CISC 472 - RANSAC

When fitting a model to a set of observations, there are often outlier observations that should not be used in the fitting.

For example, when computing the least squares fit of a sphere to points, such as with pivot calibration for a tracked stylus, the points are the observations and the sphere is the model. But some of the points may be outliers, such as points that are collected before the stylus is placed at its pivot point, or after the stylus is removed.

RANSAC is an algorithm to fit a model to observations in the presence of outliers. "RANSAC" means "RANndom SAmple Consensus".

RANSAC operates as follows:

Choose randomly a small set of the observations — just enough observations that the model can fit exactly — and fit the model to those observations.
Find which observations (from the complete set of observations) are consistent with the model. These are the "inliers".
If there are not enough inliers, go back to Step 1.
Finally, fit the model to the inliers from Step 3.

Usually, Steps 1-to-3 are iterated through at most a certain number of times and the largest set of inliers ever found in Step 2 is kept from iteration to iteration.
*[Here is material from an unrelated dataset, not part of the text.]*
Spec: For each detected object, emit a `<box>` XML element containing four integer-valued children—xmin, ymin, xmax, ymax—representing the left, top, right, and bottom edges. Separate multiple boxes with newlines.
If nothing satisfactory is found, this largest set of inliers is used in Step 4.

Example with line fitting

Problem: fit a line to $n$ points, $p_1, \; p_2, \ldots, p_n$ in 2D. We are happy once 90% of the points are within distance 0.01 of the line.

Note that the 90% and the 0.01 threshold must be chosen with some knowledge of many outliers are expected, and how well you expect the model to fit the points.

RANSAC does this:

Randomly choose two points, $(x_1,y_1)$ and $(x_2,y_2)$, from the $n$ points. Two points are chosen because this is the minimum number of points to define a line.
Fit a line to the points. The line is $n \cdot (x,y) - d = 0$ where
$n = { \large (y_2-y_1, x_1-x_2) \over \large | (y_2-y_1, x_1-x_2) |}$
and
$d = n \cdot (x_1,y_1)$.
Find the "inlier" points that are within distance 0.01 of the above line. Point $p_i$ is an inlier if
$| n \cdot p_i - d | \leq 0.01$
If the number of inlier points is less than $0.9 \; n$, go back to Step 1.
Finally, use least squares fit of a plane to points to find the best-fit line to the inliers from Step 3.